Thomas & Richard Frost
Thomas & Richard Frost were a talented duo who were involved in some of the most intriguing late 1960s rock groups coming out of California. I first heard them play in one of the best American mod-influenced groups called Powder in the mid-60s. They found little success, even after recording a handful of tracks at Gold Star studios, none of which actually came out at the time. Powder's music was finally unearthed and released on cd/vinyl in 1996 on Biff! Bang! Powder put out by Distortion Records.
After Powder fizzled and a short stint in Sonny & Cher's touring band, Thomas & Richard Frost tried their hand at the soft rock sound, inspired by how folk rock heroes like Donovan had gone twee pop. Between 1968 and 1970, they recorded a handful of singles for Imperial Records, and finally recording an album in 1969. Sadly, this album was also shelved. It wasn't until Joe Foster at Rev-Ola did some footwork in 2002, that the entire album Visualize was finally released for the very first time, as Thomas & Richard Frost would have released it.
Visualize is that amazing lost classic we always dream of finding. It combines the remnants of a dreamy folk rock sound, couple it with loungey horns and soft pop harmonies, and combine it all in a mesmerizing blend. Think Kim Fowley or Michael Lloyd, if they worked with Salt Water Taffy or Jan and Dean, and you get an idea of how Visualize sounds.
The exquisite psych pop opener of She's Got Love (once you get past the 30 second album introduction, Prelude), which was one of the singles released in 1969, is by far the best track here. Where Did Yesterday Go? is the kind of song I dream of finding, an early morning soft pop gem lost in a hazy shuffle. Both December Rain, April Laughter and The Word Is Love have shades of Donovan hovering over them. With Me My Love reminds of the pleasures of the Twinn Connexion's Turn Down Day. Where Are We? is a twee ballad that could be right off of the latest Belle and Sebastian album. If I Can't Be Your Lover is a bouncy sing-along Beatles-esque album closer (just watch for that outro!).
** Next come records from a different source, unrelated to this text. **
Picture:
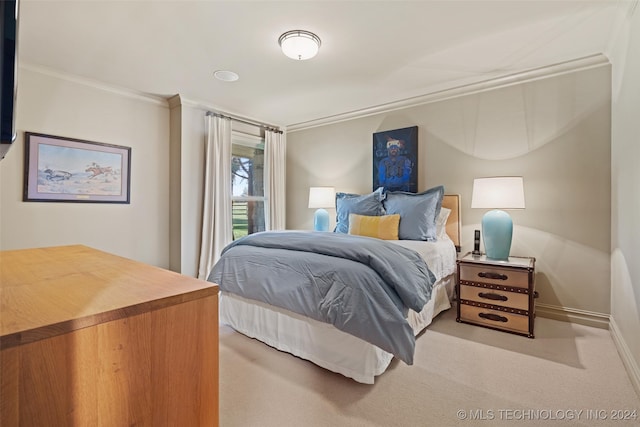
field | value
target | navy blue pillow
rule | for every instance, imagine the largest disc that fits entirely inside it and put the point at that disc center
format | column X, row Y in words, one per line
column 418, row 212
column 367, row 204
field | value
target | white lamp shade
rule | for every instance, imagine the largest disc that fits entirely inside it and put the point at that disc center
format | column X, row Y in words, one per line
column 322, row 197
column 299, row 44
column 504, row 192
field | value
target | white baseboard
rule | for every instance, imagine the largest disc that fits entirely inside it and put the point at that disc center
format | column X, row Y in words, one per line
column 582, row 317
column 630, row 364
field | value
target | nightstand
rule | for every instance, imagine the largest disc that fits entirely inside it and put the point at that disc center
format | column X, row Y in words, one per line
column 497, row 294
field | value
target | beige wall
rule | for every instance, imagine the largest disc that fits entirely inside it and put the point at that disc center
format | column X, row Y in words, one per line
column 555, row 132
column 52, row 105
column 625, row 242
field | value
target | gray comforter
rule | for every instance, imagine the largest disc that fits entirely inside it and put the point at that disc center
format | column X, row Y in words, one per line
column 362, row 286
All of the bonus tracks (13-16) are superb additions, and all except Everyday Judy were released as singles. They all have a similar vibe to She's Got Love (the album's starting track, which was also released as a single) and rate amongst my favorite tracks on the disc. Hello Stranger is a super charged LA pop tune with great horns to emphasize the quirky rhythms. Fairy Tale Affair is an adrenalin inducing pop song, thanks to those harmonies. I love gummy tunes like Open Up Your Heart, this song reminds me of the Rock Flowers, because of the soaring strings and melody. Everyday Judy is a nice slow, soulful number and a great way to end the cd.
I don't know what we would do without people like Rev-Ola or Sundazed. People who keep unearthing these wonderful, lost pop gems. It's great to know that not only are there still lost pop gems not yet heard or re-discovered yet, but also that there are still people who appreciate great pop music.